El año pasado por ahora vi a Keith Jarrett desde la distancia telescópica del gallinero de Carnegie Hall. Esta noche he vuelto a verlo desde la tercera fila del patio de butacas, tan cerca que distinguía cada uno de los gestos que le contraen la cara y escuchaba ese canturreo que hace a veces mientras está tocando. Me ha invitado mi amigo Roberto, un gallego aficionado a la literatura y a la música que llegó ilegal a Nueva York hace treinta años y ahora tiene una empresa mediana de construcción y de reformas de viviendas. Y a través de Roberto he conocido a Giuseppe y a un grupo extravagante de devotos de Jarrett que se pasan la vida viajando a los lugares del mundo donde da conciertos. Ya tienen entradas para el próximo, que al parecer es en Tokio.
Entre pieza y pieza algunas veces Keith Jarrett se levanta y le habla al público desde un micrófono que hay al otro lado del escenario.

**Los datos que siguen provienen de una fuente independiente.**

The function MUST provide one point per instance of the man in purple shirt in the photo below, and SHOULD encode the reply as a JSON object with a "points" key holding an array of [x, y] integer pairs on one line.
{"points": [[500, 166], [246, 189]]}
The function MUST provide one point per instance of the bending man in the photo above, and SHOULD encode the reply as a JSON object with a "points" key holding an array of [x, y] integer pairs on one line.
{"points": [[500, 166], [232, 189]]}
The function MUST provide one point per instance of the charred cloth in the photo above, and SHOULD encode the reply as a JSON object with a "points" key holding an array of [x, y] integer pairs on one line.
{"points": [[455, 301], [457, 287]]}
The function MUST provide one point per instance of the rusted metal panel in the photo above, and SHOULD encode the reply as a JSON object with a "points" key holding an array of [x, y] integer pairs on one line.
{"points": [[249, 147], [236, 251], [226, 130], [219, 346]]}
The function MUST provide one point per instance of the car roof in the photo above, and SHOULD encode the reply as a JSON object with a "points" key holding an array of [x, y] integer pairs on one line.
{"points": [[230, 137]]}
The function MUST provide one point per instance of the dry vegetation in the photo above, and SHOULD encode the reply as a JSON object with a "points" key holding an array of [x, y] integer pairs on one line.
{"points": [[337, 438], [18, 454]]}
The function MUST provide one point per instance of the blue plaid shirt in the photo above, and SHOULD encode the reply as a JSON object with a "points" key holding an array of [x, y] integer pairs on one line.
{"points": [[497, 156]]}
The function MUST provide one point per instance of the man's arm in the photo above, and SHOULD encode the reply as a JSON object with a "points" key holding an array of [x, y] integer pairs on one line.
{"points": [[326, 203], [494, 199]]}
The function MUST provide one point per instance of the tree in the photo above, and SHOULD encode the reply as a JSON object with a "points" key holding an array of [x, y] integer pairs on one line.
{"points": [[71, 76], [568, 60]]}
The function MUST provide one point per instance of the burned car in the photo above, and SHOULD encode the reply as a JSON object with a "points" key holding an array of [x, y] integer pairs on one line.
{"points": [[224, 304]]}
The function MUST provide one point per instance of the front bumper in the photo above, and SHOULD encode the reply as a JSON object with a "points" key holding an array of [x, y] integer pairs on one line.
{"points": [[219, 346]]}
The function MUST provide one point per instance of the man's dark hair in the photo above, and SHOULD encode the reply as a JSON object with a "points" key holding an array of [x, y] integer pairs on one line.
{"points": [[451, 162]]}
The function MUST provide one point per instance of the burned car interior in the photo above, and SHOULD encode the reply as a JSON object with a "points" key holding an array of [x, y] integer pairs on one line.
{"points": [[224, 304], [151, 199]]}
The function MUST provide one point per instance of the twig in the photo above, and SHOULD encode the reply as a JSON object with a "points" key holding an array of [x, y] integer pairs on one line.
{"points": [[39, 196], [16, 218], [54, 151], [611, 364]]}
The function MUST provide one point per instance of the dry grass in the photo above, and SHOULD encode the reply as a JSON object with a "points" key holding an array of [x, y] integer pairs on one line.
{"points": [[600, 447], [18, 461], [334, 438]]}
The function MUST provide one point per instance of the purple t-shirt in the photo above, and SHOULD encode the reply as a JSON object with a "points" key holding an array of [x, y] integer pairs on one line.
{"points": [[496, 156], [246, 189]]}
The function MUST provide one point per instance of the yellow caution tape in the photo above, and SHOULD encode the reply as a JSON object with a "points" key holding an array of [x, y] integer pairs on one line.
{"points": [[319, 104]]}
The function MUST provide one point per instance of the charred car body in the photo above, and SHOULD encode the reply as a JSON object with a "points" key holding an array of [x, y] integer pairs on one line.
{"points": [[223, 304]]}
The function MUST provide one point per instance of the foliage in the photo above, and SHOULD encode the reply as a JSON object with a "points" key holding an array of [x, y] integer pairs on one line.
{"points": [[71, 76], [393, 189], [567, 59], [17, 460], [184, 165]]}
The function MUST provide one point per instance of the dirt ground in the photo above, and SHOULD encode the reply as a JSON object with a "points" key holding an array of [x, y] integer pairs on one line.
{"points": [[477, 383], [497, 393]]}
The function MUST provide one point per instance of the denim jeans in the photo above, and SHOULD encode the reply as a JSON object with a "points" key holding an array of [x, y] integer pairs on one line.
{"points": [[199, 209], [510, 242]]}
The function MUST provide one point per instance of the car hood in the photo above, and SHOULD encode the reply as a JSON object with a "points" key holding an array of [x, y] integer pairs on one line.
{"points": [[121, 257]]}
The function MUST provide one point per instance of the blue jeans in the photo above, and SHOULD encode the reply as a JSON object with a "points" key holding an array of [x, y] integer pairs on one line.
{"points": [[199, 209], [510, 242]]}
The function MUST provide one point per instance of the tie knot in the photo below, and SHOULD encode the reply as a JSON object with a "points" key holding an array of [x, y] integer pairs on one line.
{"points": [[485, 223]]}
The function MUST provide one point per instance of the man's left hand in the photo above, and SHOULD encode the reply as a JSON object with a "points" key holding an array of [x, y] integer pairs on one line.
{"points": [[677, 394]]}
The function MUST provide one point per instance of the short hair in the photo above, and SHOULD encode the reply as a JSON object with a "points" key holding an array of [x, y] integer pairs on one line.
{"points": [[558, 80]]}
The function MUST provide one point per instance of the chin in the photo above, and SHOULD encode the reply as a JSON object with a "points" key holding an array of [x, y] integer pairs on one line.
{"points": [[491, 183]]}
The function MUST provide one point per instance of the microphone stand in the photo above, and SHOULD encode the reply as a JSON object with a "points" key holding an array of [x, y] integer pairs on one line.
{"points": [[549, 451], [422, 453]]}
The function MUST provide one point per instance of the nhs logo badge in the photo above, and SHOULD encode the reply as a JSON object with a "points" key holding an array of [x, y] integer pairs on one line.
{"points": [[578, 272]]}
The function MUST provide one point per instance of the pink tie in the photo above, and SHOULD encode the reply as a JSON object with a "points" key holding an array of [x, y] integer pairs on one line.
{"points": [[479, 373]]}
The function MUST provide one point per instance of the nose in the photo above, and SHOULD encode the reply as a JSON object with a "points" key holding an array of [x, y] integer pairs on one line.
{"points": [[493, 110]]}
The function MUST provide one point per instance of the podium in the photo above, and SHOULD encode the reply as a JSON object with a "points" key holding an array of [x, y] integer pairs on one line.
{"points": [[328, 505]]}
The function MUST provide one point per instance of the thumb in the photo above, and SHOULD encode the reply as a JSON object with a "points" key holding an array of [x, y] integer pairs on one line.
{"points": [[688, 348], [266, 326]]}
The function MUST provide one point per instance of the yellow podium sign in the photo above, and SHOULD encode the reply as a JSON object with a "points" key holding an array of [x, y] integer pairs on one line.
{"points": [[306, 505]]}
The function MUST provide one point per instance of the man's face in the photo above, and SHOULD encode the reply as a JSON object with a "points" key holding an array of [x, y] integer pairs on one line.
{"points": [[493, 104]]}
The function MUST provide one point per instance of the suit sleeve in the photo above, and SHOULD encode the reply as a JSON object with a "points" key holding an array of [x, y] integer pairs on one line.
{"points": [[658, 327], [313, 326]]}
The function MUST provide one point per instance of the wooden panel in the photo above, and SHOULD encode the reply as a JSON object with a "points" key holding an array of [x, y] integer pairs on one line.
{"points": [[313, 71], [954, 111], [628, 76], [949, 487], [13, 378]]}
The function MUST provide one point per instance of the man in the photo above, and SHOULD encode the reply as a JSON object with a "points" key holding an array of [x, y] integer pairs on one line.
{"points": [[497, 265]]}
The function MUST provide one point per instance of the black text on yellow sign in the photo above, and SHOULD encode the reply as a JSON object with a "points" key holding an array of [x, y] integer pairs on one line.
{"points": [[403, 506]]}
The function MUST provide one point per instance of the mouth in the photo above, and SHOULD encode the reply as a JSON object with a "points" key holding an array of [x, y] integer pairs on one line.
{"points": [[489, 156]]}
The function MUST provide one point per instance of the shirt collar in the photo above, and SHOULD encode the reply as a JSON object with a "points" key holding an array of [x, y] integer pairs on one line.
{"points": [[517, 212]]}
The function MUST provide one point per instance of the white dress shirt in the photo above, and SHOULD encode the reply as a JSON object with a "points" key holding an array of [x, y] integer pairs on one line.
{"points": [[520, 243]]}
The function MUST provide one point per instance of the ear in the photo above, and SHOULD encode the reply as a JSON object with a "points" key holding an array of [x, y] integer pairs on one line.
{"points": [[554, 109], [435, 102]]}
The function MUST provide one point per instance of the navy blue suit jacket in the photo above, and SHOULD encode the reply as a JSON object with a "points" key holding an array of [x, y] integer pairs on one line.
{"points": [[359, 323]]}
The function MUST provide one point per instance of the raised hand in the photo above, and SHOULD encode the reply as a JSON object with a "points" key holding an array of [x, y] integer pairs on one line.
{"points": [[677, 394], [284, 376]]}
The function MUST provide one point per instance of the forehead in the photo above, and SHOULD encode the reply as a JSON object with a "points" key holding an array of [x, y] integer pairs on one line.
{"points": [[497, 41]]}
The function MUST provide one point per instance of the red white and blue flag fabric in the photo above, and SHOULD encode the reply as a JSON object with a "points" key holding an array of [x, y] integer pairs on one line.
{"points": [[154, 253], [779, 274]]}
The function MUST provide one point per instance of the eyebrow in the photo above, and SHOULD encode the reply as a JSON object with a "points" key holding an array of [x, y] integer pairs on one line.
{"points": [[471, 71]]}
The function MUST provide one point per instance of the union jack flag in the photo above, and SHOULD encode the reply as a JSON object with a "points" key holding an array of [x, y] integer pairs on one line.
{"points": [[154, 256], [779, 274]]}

Va con la cabeza baja y las manos en los bolsillos, como no sabiendo bien qué hacer con ellas, como cuando un cámara de televisión le dice a uno que vaya con naturalidad de un lado a otro. Tiene el sentido chocante del humor que es peculiar en algunos tímidos. Hoy dice que no puede explicarse cómo ha elegido los pantalones que lleva: unos pantalones de pinza, abolsados, como de los años 80. Dice que eso le pasa por meter la mano en el armario y ponerse lo primero que sale.
Dice también que la primera nota siempre es la más difícil. Empieza y da la impresión de que busca en ese sonido un indicio para saber hacia dónde irá la improvisación. Y siempre termina de una manera inesperada, como a mitad de una frase, como burlando cualquier expectativa de un desenlace obvio. Hace una música tan sintética que más de dos horas parecen haber durado unos pocos minutos.